LUCKNOW: Gunmen have shot dead a television journalist in northern India, the latest in a string of killings in recent months of reporters in the country, police said Monday.
The reporter, Hemant Yadav, who worked for Hindi news channel TV 24, was returning home from a market in Uttar Pradesh state on Saturday night when he was shot by unknown assailants on a motorbike.
"It seems to be a case of revenge. The deceased was reportedly quite active socially and used to take up various causes of locals who approached him," subinspector Raj Kumar Singh, from the state's Dheena area where the attack happened, said.
"So, it is possible that he could have antagonised someone by his activism, which led to his murder," he told AFP.
Police said no arrests have yet been made over the 45-year-old's death.

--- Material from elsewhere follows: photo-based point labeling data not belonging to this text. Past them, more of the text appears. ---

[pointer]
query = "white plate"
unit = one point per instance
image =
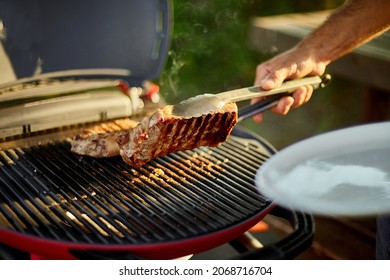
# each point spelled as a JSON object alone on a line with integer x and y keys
{"x": 344, "y": 172}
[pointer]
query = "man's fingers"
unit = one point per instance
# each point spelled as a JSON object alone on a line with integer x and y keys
{"x": 283, "y": 106}
{"x": 302, "y": 95}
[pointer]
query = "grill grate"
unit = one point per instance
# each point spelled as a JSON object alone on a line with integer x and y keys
{"x": 51, "y": 193}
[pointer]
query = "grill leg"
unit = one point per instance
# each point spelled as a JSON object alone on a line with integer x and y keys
{"x": 245, "y": 243}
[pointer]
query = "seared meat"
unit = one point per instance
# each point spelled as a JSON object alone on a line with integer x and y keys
{"x": 100, "y": 140}
{"x": 163, "y": 133}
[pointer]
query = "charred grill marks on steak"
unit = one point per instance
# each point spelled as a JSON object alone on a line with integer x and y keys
{"x": 163, "y": 133}
{"x": 100, "y": 140}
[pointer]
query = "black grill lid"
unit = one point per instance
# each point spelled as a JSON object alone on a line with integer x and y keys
{"x": 65, "y": 35}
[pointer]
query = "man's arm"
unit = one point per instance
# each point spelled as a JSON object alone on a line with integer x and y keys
{"x": 353, "y": 24}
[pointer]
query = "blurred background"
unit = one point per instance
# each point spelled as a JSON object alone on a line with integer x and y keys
{"x": 213, "y": 51}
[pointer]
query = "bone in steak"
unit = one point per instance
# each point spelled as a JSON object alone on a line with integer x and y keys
{"x": 100, "y": 140}
{"x": 163, "y": 133}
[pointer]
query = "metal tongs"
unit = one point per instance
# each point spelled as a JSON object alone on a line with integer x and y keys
{"x": 208, "y": 103}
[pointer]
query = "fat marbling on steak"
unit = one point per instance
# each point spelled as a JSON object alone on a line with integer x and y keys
{"x": 163, "y": 133}
{"x": 100, "y": 140}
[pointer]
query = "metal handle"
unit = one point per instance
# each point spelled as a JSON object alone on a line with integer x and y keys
{"x": 271, "y": 101}
{"x": 287, "y": 87}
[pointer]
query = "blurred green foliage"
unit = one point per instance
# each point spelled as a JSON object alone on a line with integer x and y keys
{"x": 210, "y": 50}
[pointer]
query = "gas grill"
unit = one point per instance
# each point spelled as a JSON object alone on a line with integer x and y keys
{"x": 59, "y": 205}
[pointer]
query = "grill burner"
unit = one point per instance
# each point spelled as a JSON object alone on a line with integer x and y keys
{"x": 50, "y": 193}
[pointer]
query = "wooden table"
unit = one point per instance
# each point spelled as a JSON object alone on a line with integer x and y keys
{"x": 368, "y": 65}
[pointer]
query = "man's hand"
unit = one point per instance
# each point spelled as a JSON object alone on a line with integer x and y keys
{"x": 293, "y": 64}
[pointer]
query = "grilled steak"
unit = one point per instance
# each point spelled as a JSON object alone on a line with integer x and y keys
{"x": 100, "y": 140}
{"x": 163, "y": 133}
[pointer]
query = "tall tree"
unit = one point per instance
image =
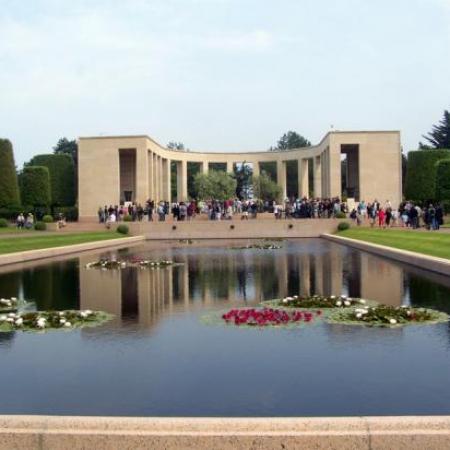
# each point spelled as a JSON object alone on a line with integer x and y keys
{"x": 439, "y": 136}
{"x": 291, "y": 140}
{"x": 9, "y": 188}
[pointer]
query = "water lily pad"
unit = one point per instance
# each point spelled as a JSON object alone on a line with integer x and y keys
{"x": 52, "y": 320}
{"x": 387, "y": 316}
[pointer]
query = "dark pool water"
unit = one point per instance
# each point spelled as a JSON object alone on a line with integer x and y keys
{"x": 157, "y": 358}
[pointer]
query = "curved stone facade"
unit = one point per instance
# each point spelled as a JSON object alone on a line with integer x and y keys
{"x": 136, "y": 168}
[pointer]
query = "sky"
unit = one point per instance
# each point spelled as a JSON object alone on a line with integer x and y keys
{"x": 220, "y": 75}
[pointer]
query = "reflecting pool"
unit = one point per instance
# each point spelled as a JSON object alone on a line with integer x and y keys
{"x": 157, "y": 357}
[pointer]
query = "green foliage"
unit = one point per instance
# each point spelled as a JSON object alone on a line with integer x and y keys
{"x": 243, "y": 175}
{"x": 421, "y": 174}
{"x": 443, "y": 179}
{"x": 69, "y": 212}
{"x": 9, "y": 188}
{"x": 291, "y": 140}
{"x": 62, "y": 177}
{"x": 123, "y": 229}
{"x": 40, "y": 226}
{"x": 215, "y": 185}
{"x": 343, "y": 226}
{"x": 266, "y": 189}
{"x": 35, "y": 186}
{"x": 439, "y": 136}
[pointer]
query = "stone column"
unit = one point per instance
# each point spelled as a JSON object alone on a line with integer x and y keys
{"x": 182, "y": 181}
{"x": 303, "y": 179}
{"x": 167, "y": 191}
{"x": 256, "y": 169}
{"x": 150, "y": 172}
{"x": 281, "y": 177}
{"x": 318, "y": 176}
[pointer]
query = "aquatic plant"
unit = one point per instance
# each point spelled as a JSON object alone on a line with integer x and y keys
{"x": 384, "y": 315}
{"x": 52, "y": 320}
{"x": 262, "y": 317}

The incident comes after a freelance reporter died after being doused with petrol and set on fire also in Uttar Pradesh in June.

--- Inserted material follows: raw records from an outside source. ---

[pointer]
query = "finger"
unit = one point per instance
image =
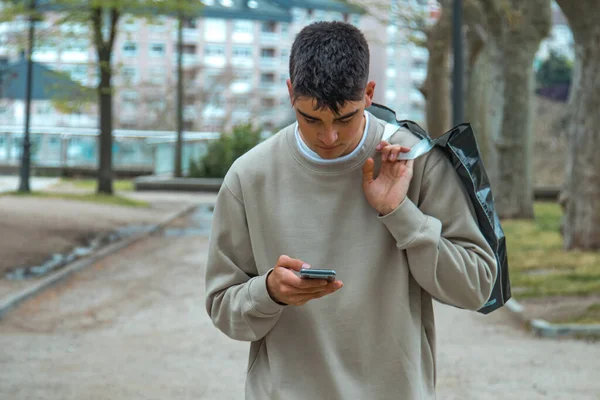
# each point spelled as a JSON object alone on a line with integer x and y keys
{"x": 307, "y": 283}
{"x": 304, "y": 297}
{"x": 391, "y": 152}
{"x": 368, "y": 170}
{"x": 291, "y": 263}
{"x": 381, "y": 145}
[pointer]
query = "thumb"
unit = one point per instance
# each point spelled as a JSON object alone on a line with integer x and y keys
{"x": 368, "y": 170}
{"x": 291, "y": 263}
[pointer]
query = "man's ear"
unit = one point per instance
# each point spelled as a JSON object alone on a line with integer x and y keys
{"x": 290, "y": 91}
{"x": 369, "y": 93}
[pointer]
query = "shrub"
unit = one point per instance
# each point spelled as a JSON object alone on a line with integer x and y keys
{"x": 222, "y": 152}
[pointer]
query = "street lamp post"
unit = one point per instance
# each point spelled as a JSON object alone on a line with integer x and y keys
{"x": 26, "y": 156}
{"x": 458, "y": 70}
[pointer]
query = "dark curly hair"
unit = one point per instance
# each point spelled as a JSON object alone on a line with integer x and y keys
{"x": 329, "y": 62}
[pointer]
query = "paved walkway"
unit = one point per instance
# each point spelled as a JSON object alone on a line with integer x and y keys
{"x": 134, "y": 327}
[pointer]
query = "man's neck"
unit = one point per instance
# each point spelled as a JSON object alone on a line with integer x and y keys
{"x": 358, "y": 138}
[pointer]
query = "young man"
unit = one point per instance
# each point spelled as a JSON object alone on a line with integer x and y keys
{"x": 327, "y": 193}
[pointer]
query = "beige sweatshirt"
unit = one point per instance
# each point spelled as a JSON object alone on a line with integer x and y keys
{"x": 374, "y": 338}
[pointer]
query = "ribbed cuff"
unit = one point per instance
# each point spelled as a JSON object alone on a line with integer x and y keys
{"x": 259, "y": 296}
{"x": 405, "y": 223}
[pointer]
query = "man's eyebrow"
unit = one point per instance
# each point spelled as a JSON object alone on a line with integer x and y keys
{"x": 350, "y": 114}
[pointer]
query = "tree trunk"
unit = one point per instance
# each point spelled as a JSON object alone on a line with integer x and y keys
{"x": 436, "y": 87}
{"x": 514, "y": 145}
{"x": 582, "y": 222}
{"x": 105, "y": 173}
{"x": 516, "y": 29}
{"x": 104, "y": 49}
{"x": 179, "y": 142}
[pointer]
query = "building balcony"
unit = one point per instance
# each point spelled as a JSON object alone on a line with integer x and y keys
{"x": 269, "y": 38}
{"x": 269, "y": 62}
{"x": 188, "y": 60}
{"x": 242, "y": 37}
{"x": 418, "y": 75}
{"x": 45, "y": 56}
{"x": 74, "y": 56}
{"x": 189, "y": 35}
{"x": 215, "y": 61}
{"x": 240, "y": 87}
{"x": 244, "y": 62}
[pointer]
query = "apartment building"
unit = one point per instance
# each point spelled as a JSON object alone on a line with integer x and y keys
{"x": 235, "y": 61}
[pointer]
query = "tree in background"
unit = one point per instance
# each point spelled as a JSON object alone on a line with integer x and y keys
{"x": 555, "y": 70}
{"x": 582, "y": 191}
{"x": 223, "y": 152}
{"x": 516, "y": 30}
{"x": 102, "y": 17}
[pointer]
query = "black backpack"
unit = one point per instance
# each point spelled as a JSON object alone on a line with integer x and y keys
{"x": 460, "y": 146}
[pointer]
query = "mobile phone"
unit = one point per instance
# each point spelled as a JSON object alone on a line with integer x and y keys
{"x": 310, "y": 273}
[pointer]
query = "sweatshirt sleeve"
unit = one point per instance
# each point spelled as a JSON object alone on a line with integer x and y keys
{"x": 447, "y": 253}
{"x": 237, "y": 300}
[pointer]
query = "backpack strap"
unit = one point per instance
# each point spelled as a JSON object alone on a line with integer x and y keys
{"x": 389, "y": 131}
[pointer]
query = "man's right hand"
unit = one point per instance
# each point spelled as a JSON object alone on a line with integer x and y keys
{"x": 284, "y": 286}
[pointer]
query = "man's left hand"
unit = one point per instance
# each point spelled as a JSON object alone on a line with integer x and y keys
{"x": 388, "y": 191}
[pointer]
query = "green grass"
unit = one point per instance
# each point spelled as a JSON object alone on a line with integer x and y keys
{"x": 91, "y": 197}
{"x": 538, "y": 264}
{"x": 121, "y": 185}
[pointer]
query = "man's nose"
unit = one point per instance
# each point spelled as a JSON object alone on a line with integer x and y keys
{"x": 329, "y": 136}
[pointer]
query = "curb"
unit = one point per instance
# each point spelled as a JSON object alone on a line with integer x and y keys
{"x": 545, "y": 329}
{"x": 12, "y": 300}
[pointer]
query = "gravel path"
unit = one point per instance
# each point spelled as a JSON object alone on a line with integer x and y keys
{"x": 134, "y": 327}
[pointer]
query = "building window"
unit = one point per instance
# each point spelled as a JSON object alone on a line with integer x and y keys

The victim's family said Jagendra Singh was killed shortly after he published an article and posted allegations on Facebook accusing a state minister of involvement in illegal mining and land grabbing.
Amnesty International and journalists groups called for an investigation into that killing, saying it underscored the dangers Indian media face in doing their jobs.
India is one of the most restrictive countries for the press, ranked 136 out of 180 nations, according to Paris-based Reporters Without Borders.
Journalists in the world's largest democracy often face harassment and intimidation by police, politicians, bureaucrats and criminal gangs, while scores work in hostile conditions in conflict-ridden pockets of the country.
A reporter in neighbouring Madhya Pradesh state was set on fire and his body later buried also in June, in an attack allegedly ordered by the local mining mafia, local media reported.
A reporter for a local newspaper in Uttar Pradesh was severely beaten in August, while another writer was tied to a motorbike and dragged along a road, according to the Press Trust of India news agency.